The higher temperatures and their greater variance is worrisome, Clark said.

“It’s not great if it’s getting too warm in some places – then you might start to see local changes in distribution or availability,” he said.

Clark said higher water temperatures on the Scotian Shelf correlate with a growth in species normally found in warmer waters, like John Dory, armored sea robin, black scabbard and blackbelly rosefish. 

“The last several years we’re seeing fish I’ve never seen before or that I’d seen on Georges Bank, but hadn’t seen on the Scotia Shelf,” he said. “Some of these unusual fish might have been found just a little bit south of us, but are now being found on the Scotia Shelf on a consistent basis and in predictable locations.”

One positive from Clark’s research is the consistency of the groundfish he’s found on the western Scotia Shelf in the past seven years.
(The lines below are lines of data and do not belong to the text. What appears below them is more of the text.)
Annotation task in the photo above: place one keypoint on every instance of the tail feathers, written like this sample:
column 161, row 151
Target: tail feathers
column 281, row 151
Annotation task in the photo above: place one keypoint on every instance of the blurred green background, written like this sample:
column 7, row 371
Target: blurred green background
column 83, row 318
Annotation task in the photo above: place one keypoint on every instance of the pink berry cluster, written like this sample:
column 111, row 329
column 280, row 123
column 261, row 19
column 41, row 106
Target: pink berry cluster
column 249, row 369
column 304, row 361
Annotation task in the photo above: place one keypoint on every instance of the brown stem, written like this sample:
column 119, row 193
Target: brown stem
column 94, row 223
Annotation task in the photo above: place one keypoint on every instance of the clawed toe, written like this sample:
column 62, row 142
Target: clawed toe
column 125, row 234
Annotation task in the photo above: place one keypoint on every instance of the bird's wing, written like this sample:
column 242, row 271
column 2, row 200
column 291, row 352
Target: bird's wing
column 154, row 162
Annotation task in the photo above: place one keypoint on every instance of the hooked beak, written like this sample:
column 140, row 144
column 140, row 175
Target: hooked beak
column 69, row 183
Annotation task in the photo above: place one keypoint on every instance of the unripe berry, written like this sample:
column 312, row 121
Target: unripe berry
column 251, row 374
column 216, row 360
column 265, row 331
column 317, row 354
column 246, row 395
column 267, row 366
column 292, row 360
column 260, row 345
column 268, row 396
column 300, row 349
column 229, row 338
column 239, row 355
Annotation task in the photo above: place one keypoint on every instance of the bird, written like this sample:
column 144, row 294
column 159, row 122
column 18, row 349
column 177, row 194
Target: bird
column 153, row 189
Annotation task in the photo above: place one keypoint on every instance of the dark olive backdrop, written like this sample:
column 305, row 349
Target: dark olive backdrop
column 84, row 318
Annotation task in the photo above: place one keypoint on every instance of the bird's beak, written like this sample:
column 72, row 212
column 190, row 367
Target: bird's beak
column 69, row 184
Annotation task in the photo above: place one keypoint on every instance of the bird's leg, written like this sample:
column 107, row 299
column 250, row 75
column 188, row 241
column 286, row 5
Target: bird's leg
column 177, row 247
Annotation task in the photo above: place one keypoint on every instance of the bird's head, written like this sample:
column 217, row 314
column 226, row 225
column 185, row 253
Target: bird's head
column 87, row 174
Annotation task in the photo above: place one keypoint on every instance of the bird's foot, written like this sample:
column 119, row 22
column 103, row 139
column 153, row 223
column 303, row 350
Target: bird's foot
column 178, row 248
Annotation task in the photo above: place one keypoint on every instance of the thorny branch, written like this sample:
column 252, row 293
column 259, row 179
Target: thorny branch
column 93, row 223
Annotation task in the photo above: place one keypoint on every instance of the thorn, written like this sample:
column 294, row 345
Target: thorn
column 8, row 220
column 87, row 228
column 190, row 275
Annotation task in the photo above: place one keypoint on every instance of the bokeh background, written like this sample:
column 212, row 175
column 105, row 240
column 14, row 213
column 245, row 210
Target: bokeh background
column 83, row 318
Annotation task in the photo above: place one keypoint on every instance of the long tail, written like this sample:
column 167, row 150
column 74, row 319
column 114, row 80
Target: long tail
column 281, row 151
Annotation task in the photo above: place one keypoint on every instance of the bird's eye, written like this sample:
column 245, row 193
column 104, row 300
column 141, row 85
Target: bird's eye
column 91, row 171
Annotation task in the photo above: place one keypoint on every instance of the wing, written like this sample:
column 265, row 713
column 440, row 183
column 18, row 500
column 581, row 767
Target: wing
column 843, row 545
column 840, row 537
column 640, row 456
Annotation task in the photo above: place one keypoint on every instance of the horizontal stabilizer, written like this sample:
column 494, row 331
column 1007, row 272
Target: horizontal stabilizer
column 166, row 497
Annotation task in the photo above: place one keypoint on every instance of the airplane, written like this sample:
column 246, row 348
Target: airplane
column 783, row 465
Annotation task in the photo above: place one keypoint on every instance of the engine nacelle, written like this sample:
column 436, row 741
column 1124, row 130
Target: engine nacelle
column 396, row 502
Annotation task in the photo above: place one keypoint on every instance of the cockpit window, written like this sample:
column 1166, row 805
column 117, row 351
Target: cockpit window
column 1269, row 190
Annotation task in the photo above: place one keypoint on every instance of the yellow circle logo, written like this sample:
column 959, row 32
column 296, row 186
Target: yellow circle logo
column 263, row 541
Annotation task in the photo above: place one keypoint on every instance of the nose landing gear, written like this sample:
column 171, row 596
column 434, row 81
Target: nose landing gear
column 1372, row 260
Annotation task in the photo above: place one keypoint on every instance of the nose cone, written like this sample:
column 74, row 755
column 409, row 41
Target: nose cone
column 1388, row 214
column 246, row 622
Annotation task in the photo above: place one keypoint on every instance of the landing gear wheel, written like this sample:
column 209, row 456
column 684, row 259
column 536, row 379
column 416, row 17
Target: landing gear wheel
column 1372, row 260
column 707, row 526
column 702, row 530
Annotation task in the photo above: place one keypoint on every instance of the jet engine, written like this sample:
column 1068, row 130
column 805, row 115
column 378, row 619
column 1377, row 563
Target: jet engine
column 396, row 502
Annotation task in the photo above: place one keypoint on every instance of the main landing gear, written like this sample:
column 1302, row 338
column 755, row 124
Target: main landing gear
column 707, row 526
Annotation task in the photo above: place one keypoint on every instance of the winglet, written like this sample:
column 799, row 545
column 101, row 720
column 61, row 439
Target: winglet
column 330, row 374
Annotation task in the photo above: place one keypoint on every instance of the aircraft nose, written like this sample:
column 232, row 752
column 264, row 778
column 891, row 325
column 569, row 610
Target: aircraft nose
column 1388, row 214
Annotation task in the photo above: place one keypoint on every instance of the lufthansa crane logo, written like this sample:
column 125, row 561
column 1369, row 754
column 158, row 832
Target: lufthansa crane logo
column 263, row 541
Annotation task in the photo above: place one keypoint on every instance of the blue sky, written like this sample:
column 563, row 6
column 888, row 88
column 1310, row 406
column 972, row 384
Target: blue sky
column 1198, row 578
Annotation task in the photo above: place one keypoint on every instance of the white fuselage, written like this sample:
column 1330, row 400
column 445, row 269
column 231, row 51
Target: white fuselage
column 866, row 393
There’s less cod, but more halibut, redfish, and an abundance of silver hake, shrimp, and crab, he said.

“[But] the massive decline in groundfish, which occurred in the early ‘90s from a combination of overfishing and cold water temperatures, hasn’t rebounded,” Clark said.

In contrast, haddock appear to be overabundant, according to Clark. 

“In some places, it looks like there is so much haddock that they’re limiting their own growth because there’s not enough food to provide for all of them,” he said.

Climate change could be playing a role in the anomalies Clark has observed in recent surveys, but the sheer scale of the area he surveys make isolating it as a defining factor difficult, he said.

“We haven’t seen anything that is clearly temperature-driven that would fit in to long-term planning for the fishing industry,” he said. “Obviously, the longer-term projections for climate change have to be concerning for the fishing industry, but I think for the Scotian Shelf they’re difficult to predict because we have so much variation from one end of the shelf to the other and we're influenced by both warm- and cold-water currents, so how they will interact over time is something that stretches the oceanographer’s modeling to try and predict accurately.”